- The paper presents TaiChi, a unified system that combines PD aggregation and disaggregation to optimize LLM serving while balancing TTFT and TPOT constraints.
- It introduces innovative scheduling methods—flowing decode and length-aware prefill scheduling—to dynamically reallocate resources based on real-time SLO needs.
- Experimental results show TaiChi improves goodput by up to 77% and significantly reduces latency, with TTFT and TPOT reductions of up to 13.2× and 1.69× respectively.
Prefill-Decode Aggregation or Disaggregation: A Unified Approach for Optimal LLM Serving
The paper "Prefill-Decode Aggregation or Disaggregation? Unifying Both for Goodput-Optimized LLM Serving" (2508.01989) addresses a critical issue in the deployment of LLMs for real-time applications, specifically focusing on the trade-offs between prefill-decode (PD) aggregation and disaggregation techniques. The authors introduce TaiChi, a novel system designed to unify these approaches, thereby optimizing goodput across varying service level objectives (SLOs) related to time-to-first-token (TTFT) and time-per-output-token (TPOT).
Service-Level Objectives and Current Challenges
LLM deployments are often constrained by SLOs that delineate acceptable limits for TTFT and TPOT, crucial for maintaining user experience in applications like chatbots and summarization services.
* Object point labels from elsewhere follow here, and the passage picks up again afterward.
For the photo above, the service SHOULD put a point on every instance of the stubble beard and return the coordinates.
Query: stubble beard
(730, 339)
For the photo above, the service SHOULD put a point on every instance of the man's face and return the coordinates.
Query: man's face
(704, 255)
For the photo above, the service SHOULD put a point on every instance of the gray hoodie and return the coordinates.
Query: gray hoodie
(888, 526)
The PD aggregation places prefill and decode phases on the same hardware to maximize resource utilization, achieving low TTFT but potentially high TPOT due to interference. Conversely, PD disaggregation separates these phases across different hardware resources, optimizing TPOT but often leading to increased TTFT due to queuing delays.
The paper presents evidence that under balanced SLOs, neither approach is wholly satisfactory: PD aggregation violates TPOT constraints due to prefill-decode interference, while PD disaggregation faces TTFT challenges arising from limited prefill processing capacity.
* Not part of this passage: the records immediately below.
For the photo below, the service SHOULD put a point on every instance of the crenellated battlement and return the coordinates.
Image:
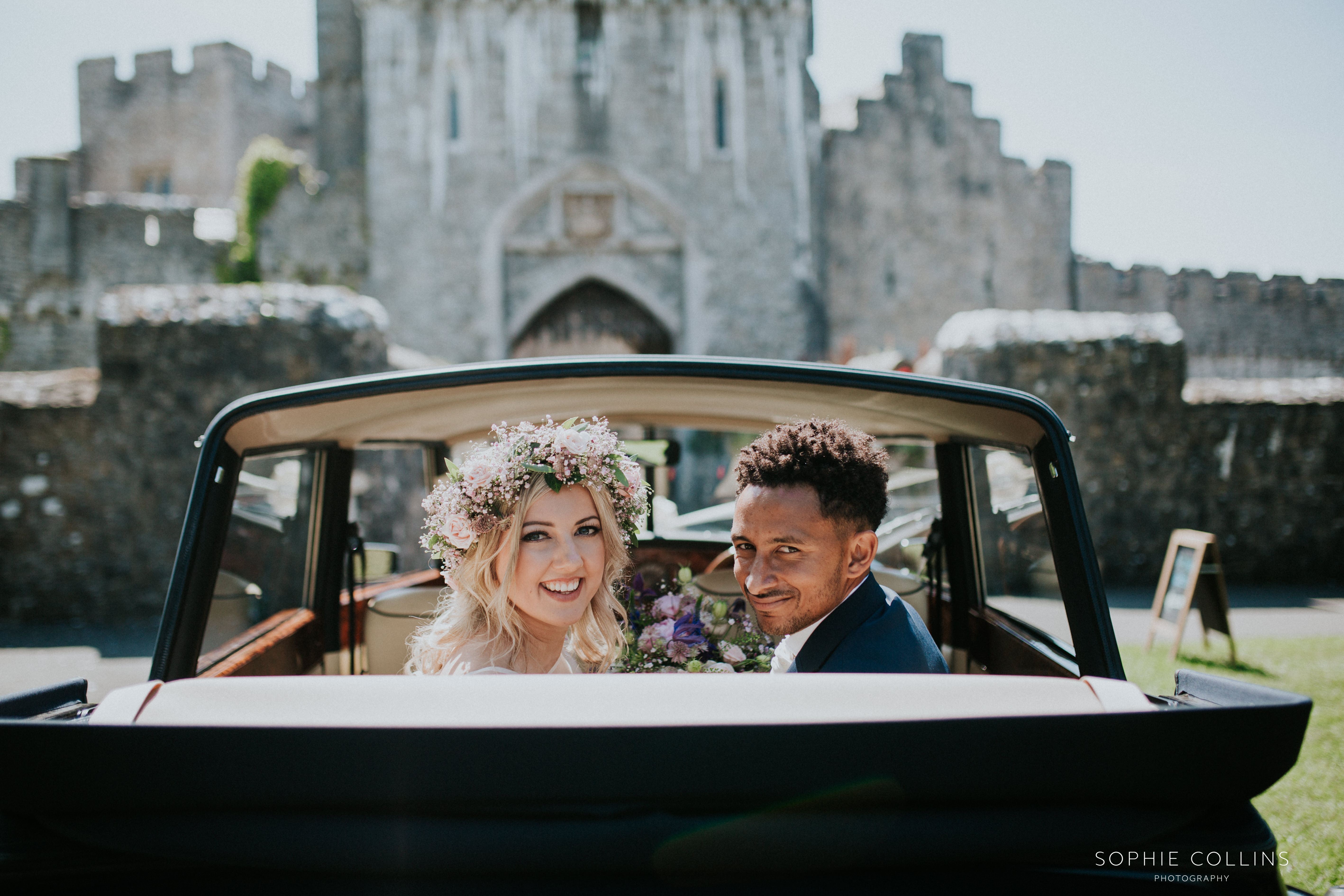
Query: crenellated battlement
(169, 132)
(154, 72)
(1236, 326)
Figure 1: Distribution of requests' TTFT and TPOT under different scheduling approaches, demonstrating the inadequacy of PD aggregation and disaggregation under balanced SLO conditions.
Introduction of TaiChi
TaiChi is proposed as a unified system that integrates the strengths of both PD aggregation and disaggregation. This system is characterized by differentiated-capability GPU instances: prefill-heavy instances (fast prefill with high-interference decode) and decode-heavy instances (low-interference decode with slower prefill). By adjusting the ratio of these instances and their configuration, TaiChi can dynamically adapt to meet various SLO requirements.
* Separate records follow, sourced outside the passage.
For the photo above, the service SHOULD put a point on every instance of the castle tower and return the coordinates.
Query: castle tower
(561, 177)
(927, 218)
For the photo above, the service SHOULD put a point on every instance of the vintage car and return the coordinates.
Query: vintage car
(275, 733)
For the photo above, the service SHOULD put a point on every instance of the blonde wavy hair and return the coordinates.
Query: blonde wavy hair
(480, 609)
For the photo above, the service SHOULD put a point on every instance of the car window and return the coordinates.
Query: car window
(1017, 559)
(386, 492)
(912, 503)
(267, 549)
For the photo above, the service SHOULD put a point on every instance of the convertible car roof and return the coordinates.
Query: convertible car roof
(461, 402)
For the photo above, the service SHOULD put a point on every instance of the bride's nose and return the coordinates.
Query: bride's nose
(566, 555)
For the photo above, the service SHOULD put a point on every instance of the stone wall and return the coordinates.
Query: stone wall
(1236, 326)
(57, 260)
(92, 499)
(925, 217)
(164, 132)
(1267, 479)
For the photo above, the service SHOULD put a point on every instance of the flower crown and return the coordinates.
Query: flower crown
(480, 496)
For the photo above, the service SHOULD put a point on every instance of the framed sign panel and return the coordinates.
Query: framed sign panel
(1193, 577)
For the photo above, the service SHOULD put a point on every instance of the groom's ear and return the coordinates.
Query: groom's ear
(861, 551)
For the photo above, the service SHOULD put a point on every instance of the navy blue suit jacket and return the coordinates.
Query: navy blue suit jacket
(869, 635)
The core innovation in TaiChi is its hybrid-mode inference, which enables strategic latency shifting. This approach reallocates resources from requests already satisfying their SLOs to ones at risk of violation, maximizing the number of SLO-attained requests. This fine-grained resource adjustment is managed through two novel scheduling methods: "flowing decode scheduling" for controlling TPOT and "length-aware prefill scheduling" for managing TTFT.
Figure 3: The system overview of TaiChi, highlighting its differentiated-capability instances enabling dynamic SLO adaptability.
Experimental Results
The paper presents extensive experiments demonstrating TaiChi's effectiveness. Under balanced SLO conditions, TaiChi improved goodput by up to 77% compared to state-of-the-art systems by successfully managing the trade-offs between TTFT and TPOT through strategic resource reallocation.
Key metrics from the experiments include significant reductions in TTFT (up to 13.2×) and TPOT (up to 1.69×) relative to traditional PD aggregation and disaggregation approaches. These improvements are attributed to the system's ability to dynamically adjust its instance configurations in response to the precise requirements of different tasks and workloads.

Figure 5: TTFT normalized to the SLO, illustrating TaiChi's efficiency in reducing latency compared to baseline approaches.
Implications and Future Directions
This research suggests that the dichotomy between aggregation and disaggregation in LLM serving systems can be overcome through a hybrid approach that leverages the best aspects of each method. The TaoChi system showcases how architectural flexibility, coupled with intelligent scheduling strategies, can lead to significant improvements in the efficiency of LLM deployments.
Future directions highlighted by the authors include exploring further optimizations in latency shifting strategies and extending the system to accommodate even more diverse workloads and SLO requirements. Additionally, the concepts developed in TaiChi could be applied to other complex, multi-phase computational tasks beyond LLM serving.
Conclusion
The paper concludes by affirming the viability of unifying PD aggregation and disaggregation for enhanced goodput in LLM serving. TaiChi's architecture and scheduling innovations demonstrate substantial improvements over current state-of-the-art methods, pointing the way towards more efficient, adaptable LLM deployment strategies that can effectively meet the complex demands of varied application environments.